Despite the obvious impact that defenses have on opposing offenses, fantasy players and fans alike are often left with one-way metrics to describe offenses and defenses that they are then forced to compare against each other in an attempt to identify mismatches.
The goal here is to provide easy-to-decipher charts and notes to define each week’s key matchups and advantages on both sides of the ball in:
- Explosive Plays
- Pace
- Pressure
- Yards Before Contact
- Passing Game
- EPA
The following charts display matchup-specific information meant to highlight the largest mismatches in these ever-important facets of football to ultimately gain actionable betting and fantasy takeaways. And, of course, to have fun.
Note: This data is based on what has happened in Weeks 1-9.
Explosive Plays
Big plays make the football world go round. Matchups between explosive offenses and leaky defenses are exactly what we’re looking for when compiling game stacks in DFS, or when betting an over.
- Explosive Pass Rate: The sum of an offense’s rate of 20-plus yard completions per pass attempt and the opposing defense’s rate of 20-plus yard completions allowed per pass attempt. A higher percentage is better for offenses (green is good, red is bad).
- Explosive Run Rate: The sum of an offense’s rate of 15-plus yard gains per rush attempt and the opposing defense’s rate of 15-plus yard runs allowed per rush attempt. A higher percentage is better for offenses (green is good, red is bad).
Which Week 10 matchups feature big-play offenses vs. big-play allowing defenses?
Higher or lower % = large or small combined sum of the pass/rush big-play rate from the matchup's offense and defense (green = good, red = bad)
Big pass play: 20+ yards
Big run play: 15+ yards pic.twitter.com/C11h3wboRF— Ian Hartitz (@Ihartitz) November 11, 2020
- Only the Vikings (13%), Bills (11%), Packers (11%), Chiefs (11%) and Colts (10%) have posted an explosive pass-play rate of at least 10% this season.
- Kirk Cousins has set season-high marks in yards per attempt in back-to-back weeks. He’s also been nothing short of remarkable at existing between the 1 to 2 seconds of getting the snap and handing the ball to Dalvin Cook. The Vikings have won two straight games and have racked up 62 combined points in these two games since their Week 7 bye. And yet, Cousins has posted QB24 and QB16 finishes thanks to throwing the ball a total of 34 times over the past two weeks.

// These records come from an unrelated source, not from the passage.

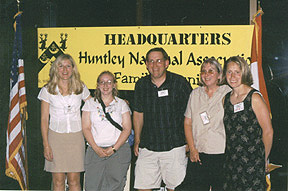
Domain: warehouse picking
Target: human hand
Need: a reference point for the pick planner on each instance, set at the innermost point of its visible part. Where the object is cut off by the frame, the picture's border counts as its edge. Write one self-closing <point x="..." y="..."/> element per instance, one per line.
<point x="101" y="152"/>
<point x="48" y="153"/>
<point x="109" y="151"/>
<point x="136" y="148"/>
<point x="194" y="156"/>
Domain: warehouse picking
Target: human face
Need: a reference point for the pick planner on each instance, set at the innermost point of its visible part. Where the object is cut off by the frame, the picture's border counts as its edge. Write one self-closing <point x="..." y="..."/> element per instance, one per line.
<point x="234" y="75"/>
<point x="156" y="65"/>
<point x="106" y="84"/>
<point x="65" y="70"/>
<point x="209" y="75"/>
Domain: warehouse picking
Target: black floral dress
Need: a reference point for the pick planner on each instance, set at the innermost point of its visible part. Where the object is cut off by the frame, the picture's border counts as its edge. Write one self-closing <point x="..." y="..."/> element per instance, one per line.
<point x="245" y="154"/>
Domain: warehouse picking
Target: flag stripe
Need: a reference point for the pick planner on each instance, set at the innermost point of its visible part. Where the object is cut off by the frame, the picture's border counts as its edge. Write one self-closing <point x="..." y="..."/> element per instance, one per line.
<point x="256" y="57"/>
<point x="16" y="167"/>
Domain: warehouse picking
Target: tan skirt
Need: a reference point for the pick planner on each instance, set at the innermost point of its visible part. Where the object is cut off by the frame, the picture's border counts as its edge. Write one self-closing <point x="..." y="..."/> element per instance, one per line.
<point x="68" y="152"/>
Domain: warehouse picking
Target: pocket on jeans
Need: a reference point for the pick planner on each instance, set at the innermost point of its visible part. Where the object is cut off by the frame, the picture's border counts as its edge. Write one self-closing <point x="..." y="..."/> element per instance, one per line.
<point x="181" y="157"/>
<point x="124" y="154"/>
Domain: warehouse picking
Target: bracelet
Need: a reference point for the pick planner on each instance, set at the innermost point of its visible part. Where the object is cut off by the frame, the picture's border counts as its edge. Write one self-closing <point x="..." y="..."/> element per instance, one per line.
<point x="114" y="150"/>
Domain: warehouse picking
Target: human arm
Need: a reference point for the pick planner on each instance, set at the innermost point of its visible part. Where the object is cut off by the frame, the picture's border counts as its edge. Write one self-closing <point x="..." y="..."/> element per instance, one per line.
<point x="138" y="125"/>
<point x="194" y="155"/>
<point x="87" y="98"/>
<point x="263" y="116"/>
<point x="86" y="127"/>
<point x="44" y="130"/>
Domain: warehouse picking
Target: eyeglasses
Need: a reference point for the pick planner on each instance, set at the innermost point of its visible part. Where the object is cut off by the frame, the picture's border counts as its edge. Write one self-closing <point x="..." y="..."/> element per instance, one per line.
<point x="158" y="61"/>
<point x="109" y="83"/>
<point x="210" y="71"/>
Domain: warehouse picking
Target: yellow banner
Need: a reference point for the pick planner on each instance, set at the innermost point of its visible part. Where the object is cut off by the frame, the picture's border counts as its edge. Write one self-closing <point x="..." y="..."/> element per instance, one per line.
<point x="122" y="50"/>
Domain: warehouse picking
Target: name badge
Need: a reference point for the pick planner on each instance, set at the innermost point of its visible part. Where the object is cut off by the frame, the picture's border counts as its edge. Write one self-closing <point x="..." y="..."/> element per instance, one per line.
<point x="162" y="93"/>
<point x="238" y="107"/>
<point x="204" y="117"/>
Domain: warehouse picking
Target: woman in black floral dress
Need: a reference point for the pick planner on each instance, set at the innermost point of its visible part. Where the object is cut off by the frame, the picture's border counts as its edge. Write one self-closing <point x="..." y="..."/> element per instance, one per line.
<point x="249" y="132"/>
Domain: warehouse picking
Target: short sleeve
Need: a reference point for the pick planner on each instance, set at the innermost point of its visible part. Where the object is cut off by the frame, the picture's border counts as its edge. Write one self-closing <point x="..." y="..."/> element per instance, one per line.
<point x="85" y="93"/>
<point x="125" y="107"/>
<point x="188" y="112"/>
<point x="44" y="95"/>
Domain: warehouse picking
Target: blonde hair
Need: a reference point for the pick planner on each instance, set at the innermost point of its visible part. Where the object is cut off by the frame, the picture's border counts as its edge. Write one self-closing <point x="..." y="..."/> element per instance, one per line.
<point x="247" y="78"/>
<point x="75" y="84"/>
<point x="98" y="92"/>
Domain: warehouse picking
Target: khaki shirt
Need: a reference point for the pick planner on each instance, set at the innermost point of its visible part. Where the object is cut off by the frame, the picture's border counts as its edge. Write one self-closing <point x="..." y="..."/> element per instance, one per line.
<point x="209" y="138"/>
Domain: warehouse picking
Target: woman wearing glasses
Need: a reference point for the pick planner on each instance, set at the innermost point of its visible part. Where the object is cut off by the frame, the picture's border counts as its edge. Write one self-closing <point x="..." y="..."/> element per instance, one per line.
<point x="204" y="130"/>
<point x="108" y="154"/>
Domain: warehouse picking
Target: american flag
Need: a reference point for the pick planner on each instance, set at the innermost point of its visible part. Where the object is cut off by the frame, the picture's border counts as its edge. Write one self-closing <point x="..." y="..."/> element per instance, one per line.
<point x="16" y="155"/>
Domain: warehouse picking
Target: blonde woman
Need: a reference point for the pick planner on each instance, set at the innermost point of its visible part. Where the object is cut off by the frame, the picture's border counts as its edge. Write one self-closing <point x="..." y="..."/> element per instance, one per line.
<point x="249" y="132"/>
<point x="63" y="140"/>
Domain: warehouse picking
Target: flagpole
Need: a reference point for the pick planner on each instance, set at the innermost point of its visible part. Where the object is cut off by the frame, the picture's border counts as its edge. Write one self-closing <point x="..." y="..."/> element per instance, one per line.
<point x="23" y="120"/>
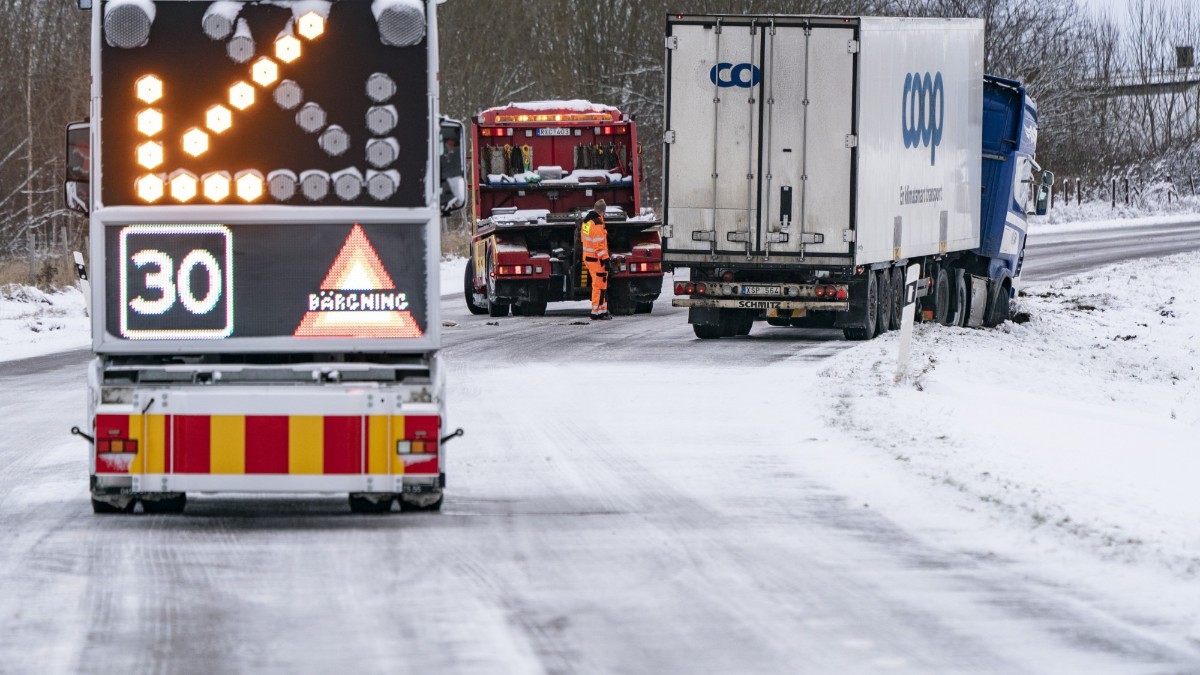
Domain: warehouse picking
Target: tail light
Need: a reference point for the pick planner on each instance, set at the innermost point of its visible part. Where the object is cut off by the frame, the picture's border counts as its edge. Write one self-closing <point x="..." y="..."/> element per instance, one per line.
<point x="105" y="446"/>
<point x="420" y="436"/>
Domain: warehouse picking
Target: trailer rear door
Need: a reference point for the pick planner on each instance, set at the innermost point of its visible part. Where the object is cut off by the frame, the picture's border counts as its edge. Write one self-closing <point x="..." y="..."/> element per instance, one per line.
<point x="808" y="132"/>
<point x="760" y="141"/>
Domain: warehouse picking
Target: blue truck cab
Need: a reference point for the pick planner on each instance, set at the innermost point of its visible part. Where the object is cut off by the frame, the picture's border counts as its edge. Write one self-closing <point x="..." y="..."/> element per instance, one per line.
<point x="1012" y="179"/>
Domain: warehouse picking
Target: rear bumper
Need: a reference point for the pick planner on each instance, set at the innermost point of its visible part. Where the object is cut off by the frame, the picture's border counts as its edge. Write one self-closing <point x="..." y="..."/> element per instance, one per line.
<point x="745" y="304"/>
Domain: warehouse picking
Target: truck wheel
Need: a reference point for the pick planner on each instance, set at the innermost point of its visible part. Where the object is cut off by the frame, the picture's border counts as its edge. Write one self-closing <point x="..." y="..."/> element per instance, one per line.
<point x="868" y="312"/>
<point x="898" y="297"/>
<point x="959" y="306"/>
<point x="360" y="503"/>
<point x="497" y="310"/>
<point x="531" y="309"/>
<point x="941" y="297"/>
<point x="174" y="503"/>
<point x="999" y="308"/>
<point x="883" y="318"/>
<point x="413" y="506"/>
<point x="468" y="291"/>
<point x="105" y="507"/>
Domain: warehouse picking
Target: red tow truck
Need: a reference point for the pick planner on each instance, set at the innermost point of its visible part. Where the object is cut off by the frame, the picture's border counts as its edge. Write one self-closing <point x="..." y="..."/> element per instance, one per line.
<point x="537" y="169"/>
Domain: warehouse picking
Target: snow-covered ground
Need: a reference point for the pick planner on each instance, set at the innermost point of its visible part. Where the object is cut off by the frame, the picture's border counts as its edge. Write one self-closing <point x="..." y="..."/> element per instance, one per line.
<point x="1075" y="431"/>
<point x="35" y="322"/>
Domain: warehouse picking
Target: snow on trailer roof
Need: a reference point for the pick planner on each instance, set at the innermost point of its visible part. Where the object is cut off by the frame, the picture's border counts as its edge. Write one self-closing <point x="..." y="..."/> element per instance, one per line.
<point x="574" y="106"/>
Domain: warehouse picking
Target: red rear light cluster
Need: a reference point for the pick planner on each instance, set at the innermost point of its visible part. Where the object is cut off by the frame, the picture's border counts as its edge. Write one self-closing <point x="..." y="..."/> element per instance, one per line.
<point x="420" y="436"/>
<point x="517" y="270"/>
<point x="645" y="267"/>
<point x="831" y="293"/>
<point x="117" y="446"/>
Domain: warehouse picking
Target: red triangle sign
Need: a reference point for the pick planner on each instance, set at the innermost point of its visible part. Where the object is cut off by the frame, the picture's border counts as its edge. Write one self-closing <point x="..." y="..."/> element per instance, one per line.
<point x="358" y="298"/>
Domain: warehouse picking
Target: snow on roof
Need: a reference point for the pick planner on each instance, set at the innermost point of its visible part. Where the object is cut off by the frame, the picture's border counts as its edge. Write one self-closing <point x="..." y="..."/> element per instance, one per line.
<point x="574" y="105"/>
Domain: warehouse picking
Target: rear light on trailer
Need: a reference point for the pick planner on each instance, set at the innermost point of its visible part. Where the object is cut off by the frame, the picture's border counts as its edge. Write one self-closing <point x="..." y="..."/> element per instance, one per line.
<point x="106" y="446"/>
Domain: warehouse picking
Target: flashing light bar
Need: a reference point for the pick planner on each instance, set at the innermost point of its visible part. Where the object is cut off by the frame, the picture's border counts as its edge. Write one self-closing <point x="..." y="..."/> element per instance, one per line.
<point x="557" y="117"/>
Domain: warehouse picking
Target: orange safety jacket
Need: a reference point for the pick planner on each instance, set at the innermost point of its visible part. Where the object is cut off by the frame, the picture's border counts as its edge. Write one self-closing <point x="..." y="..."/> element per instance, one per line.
<point x="594" y="237"/>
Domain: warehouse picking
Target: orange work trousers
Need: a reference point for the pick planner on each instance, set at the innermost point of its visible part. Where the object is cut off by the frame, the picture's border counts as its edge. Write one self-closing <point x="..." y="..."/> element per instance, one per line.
<point x="599" y="286"/>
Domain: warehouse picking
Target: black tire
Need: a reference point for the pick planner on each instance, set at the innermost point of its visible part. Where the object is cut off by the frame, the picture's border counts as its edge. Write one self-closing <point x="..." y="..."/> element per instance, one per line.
<point x="941" y="297"/>
<point x="409" y="507"/>
<point x="743" y="324"/>
<point x="102" y="507"/>
<point x="898" y="297"/>
<point x="531" y="309"/>
<point x="363" y="505"/>
<point x="169" y="505"/>
<point x="883" y="316"/>
<point x="999" y="308"/>
<point x="868" y="312"/>
<point x="959" y="308"/>
<point x="468" y="291"/>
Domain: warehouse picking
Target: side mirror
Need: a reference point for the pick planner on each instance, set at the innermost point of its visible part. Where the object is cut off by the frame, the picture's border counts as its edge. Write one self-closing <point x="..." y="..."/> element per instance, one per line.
<point x="454" y="159"/>
<point x="78" y="165"/>
<point x="77" y="197"/>
<point x="1043" y="202"/>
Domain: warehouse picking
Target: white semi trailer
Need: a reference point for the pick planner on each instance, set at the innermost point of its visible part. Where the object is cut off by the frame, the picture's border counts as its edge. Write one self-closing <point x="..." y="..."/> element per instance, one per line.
<point x="809" y="160"/>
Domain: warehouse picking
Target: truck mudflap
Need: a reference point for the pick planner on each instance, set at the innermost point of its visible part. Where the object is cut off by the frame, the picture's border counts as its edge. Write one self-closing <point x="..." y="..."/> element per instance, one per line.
<point x="747" y="304"/>
<point x="181" y="442"/>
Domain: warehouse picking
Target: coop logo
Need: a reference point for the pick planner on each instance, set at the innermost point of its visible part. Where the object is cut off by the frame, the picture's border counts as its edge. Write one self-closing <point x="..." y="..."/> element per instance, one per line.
<point x="923" y="112"/>
<point x="735" y="75"/>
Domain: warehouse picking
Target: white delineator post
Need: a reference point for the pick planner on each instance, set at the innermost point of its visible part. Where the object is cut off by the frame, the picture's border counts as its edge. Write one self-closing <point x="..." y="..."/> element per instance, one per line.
<point x="906" y="321"/>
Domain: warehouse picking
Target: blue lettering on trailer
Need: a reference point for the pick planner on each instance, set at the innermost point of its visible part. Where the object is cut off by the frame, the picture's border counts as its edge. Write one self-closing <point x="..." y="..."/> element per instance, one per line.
<point x="735" y="75"/>
<point x="921" y="123"/>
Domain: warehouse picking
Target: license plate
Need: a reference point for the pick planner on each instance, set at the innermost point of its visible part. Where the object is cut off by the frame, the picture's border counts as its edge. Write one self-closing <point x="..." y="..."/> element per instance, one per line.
<point x="762" y="290"/>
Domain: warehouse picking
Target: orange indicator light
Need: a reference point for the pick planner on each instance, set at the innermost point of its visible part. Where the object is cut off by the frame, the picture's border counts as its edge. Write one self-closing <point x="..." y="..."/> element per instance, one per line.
<point x="196" y="142"/>
<point x="287" y="48"/>
<point x="219" y="119"/>
<point x="149" y="88"/>
<point x="150" y="154"/>
<point x="241" y="95"/>
<point x="311" y="25"/>
<point x="150" y="189"/>
<point x="264" y="72"/>
<point x="149" y="121"/>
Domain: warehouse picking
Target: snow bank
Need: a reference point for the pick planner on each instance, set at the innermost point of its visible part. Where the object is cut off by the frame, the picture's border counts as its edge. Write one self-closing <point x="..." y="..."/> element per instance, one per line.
<point x="34" y="322"/>
<point x="1079" y="425"/>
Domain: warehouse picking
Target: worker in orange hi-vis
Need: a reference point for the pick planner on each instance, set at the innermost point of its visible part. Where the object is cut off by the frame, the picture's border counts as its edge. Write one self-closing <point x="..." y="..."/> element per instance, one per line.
<point x="595" y="256"/>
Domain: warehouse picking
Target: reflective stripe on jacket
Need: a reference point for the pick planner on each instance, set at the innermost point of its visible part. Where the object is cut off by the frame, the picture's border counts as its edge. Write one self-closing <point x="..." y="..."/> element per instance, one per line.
<point x="594" y="237"/>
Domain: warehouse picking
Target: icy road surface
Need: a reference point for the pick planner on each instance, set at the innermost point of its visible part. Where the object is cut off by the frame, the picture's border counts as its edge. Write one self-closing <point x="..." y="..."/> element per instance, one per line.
<point x="627" y="499"/>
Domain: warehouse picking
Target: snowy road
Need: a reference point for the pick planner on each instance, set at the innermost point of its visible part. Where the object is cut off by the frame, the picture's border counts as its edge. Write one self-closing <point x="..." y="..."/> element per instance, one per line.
<point x="687" y="532"/>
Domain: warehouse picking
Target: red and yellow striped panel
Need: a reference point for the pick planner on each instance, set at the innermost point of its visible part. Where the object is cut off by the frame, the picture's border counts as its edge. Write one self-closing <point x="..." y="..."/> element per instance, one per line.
<point x="264" y="444"/>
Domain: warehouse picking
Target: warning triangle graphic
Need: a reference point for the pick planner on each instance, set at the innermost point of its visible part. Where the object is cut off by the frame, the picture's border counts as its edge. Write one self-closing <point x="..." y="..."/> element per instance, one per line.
<point x="358" y="298"/>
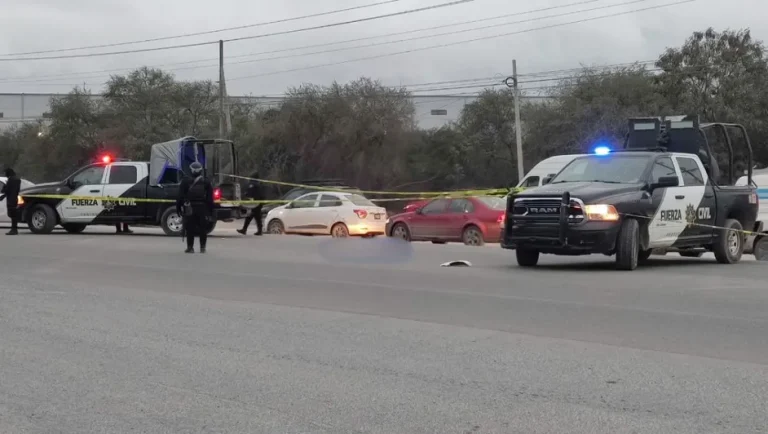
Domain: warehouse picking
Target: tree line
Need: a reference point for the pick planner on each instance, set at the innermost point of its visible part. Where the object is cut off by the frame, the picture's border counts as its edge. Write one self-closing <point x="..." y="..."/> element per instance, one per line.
<point x="365" y="133"/>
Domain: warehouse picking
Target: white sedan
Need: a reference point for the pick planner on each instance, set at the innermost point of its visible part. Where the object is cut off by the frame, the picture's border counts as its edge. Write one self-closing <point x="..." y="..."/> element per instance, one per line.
<point x="3" y="210"/>
<point x="328" y="213"/>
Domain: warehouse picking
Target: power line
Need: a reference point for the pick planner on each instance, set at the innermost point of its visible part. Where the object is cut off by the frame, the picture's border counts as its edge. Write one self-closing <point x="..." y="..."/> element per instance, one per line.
<point x="449" y="44"/>
<point x="474" y="29"/>
<point x="69" y="75"/>
<point x="264" y="35"/>
<point x="208" y="32"/>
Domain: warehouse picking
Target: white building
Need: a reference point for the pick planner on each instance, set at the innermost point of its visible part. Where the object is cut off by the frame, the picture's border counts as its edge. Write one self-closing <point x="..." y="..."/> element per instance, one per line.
<point x="432" y="111"/>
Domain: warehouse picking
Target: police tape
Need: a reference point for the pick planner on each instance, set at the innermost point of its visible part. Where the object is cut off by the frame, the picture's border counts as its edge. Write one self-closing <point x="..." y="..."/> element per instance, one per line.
<point x="425" y="194"/>
<point x="128" y="201"/>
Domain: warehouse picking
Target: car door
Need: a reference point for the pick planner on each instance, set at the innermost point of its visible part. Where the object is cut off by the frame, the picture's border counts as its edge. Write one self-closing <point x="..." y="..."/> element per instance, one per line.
<point x="426" y="224"/>
<point x="666" y="205"/>
<point x="298" y="217"/>
<point x="699" y="214"/>
<point x="123" y="184"/>
<point x="327" y="212"/>
<point x="87" y="187"/>
<point x="458" y="215"/>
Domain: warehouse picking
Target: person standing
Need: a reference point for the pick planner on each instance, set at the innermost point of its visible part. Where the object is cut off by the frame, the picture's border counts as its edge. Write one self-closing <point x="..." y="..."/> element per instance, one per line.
<point x="195" y="205"/>
<point x="254" y="193"/>
<point x="10" y="193"/>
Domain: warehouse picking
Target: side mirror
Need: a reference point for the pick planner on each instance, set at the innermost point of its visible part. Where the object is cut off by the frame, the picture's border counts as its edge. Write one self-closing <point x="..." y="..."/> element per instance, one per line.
<point x="665" y="181"/>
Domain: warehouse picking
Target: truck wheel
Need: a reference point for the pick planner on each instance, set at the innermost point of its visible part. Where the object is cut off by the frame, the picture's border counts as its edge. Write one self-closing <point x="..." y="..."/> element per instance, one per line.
<point x="527" y="258"/>
<point x="730" y="243"/>
<point x="691" y="254"/>
<point x="42" y="219"/>
<point x="74" y="228"/>
<point x="171" y="222"/>
<point x="627" y="245"/>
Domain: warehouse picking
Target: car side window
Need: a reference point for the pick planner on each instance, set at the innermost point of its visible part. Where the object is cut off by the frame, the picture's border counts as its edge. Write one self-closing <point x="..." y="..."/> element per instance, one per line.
<point x="307" y="201"/>
<point x="123" y="175"/>
<point x="328" y="200"/>
<point x="690" y="170"/>
<point x="461" y="206"/>
<point x="531" y="181"/>
<point x="89" y="176"/>
<point x="435" y="207"/>
<point x="662" y="167"/>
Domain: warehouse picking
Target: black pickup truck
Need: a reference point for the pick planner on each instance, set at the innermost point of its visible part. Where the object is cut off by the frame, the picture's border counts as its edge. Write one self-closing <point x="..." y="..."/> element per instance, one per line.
<point x="654" y="194"/>
<point x="133" y="192"/>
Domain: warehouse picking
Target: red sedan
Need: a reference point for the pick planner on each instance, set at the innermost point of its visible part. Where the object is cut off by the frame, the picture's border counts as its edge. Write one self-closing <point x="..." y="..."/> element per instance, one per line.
<point x="472" y="220"/>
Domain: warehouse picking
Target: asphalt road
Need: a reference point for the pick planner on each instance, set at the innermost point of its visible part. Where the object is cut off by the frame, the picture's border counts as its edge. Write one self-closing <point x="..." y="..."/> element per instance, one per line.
<point x="103" y="333"/>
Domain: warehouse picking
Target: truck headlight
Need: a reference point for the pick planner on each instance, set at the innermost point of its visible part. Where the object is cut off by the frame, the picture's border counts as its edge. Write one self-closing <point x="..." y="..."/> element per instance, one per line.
<point x="600" y="212"/>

- QBs that are set up for success this week in creating chunk plays through the air include: Cousins, Aaron Rodgers and Lamar Jackson.
- Lamar Jackson is the QB11 in both overall and fantasy points per game. This week’s matchup against a banged-up Patriots defense is winnable, and the reigning league MVP did manage to throw for 163 yards and a score while adding a 16-61-2 rushing line against a much-better version of this unit in 2020. He remains a weekly high-floor QB1 thanks to his ever-present absurd rushing upside; better days could be ahead against the league’s fourth-worst defense in explosive pass-play rate allowed.
- The likes of Tom Brady, Jared Goff and Ben Roethlisberger (knee, covid) are also set up better than usual to rack up some explosive plays in the passing game
- TB12 and company’s breakout party was supposed to be last Sunday night, but the Saints apparently didn’t get the memo. Of course, this talented passing game will certainly have better days ahead. The Panthers deserve credit for limiting Brady to just 217 passing yards and a single score back in Week 2; just realize it’s not wise to count on this loaded Buccaneers offense to underachieve in back-to-back weeks purely based on a sample size of 60 (incredibly) porous minutes.
- The Falcons (12%), Bengals (12%), Lions (12%), Patriots (12%), Jets (11%), Jaguars (10%) and Vikings (10%) are the only defenses that have allowed an explosive pass-play rate above 10% this season.
- Terry McLaurin caught 7-of-8 targets for 115 yards and a score against the Giants, most notably turning a potential interception and/or hospital ball into a spectacular 68-yard TD. Only Alvin Kamara (544) has more yards after the catch than the artist known as F1 (367). He’s the engine of this offense and has the sort of low-aDOT role to easily defeat Desmond Trufant, who deserves credit for limiting Adam Thielen to a 2-38-0 receiving line last week.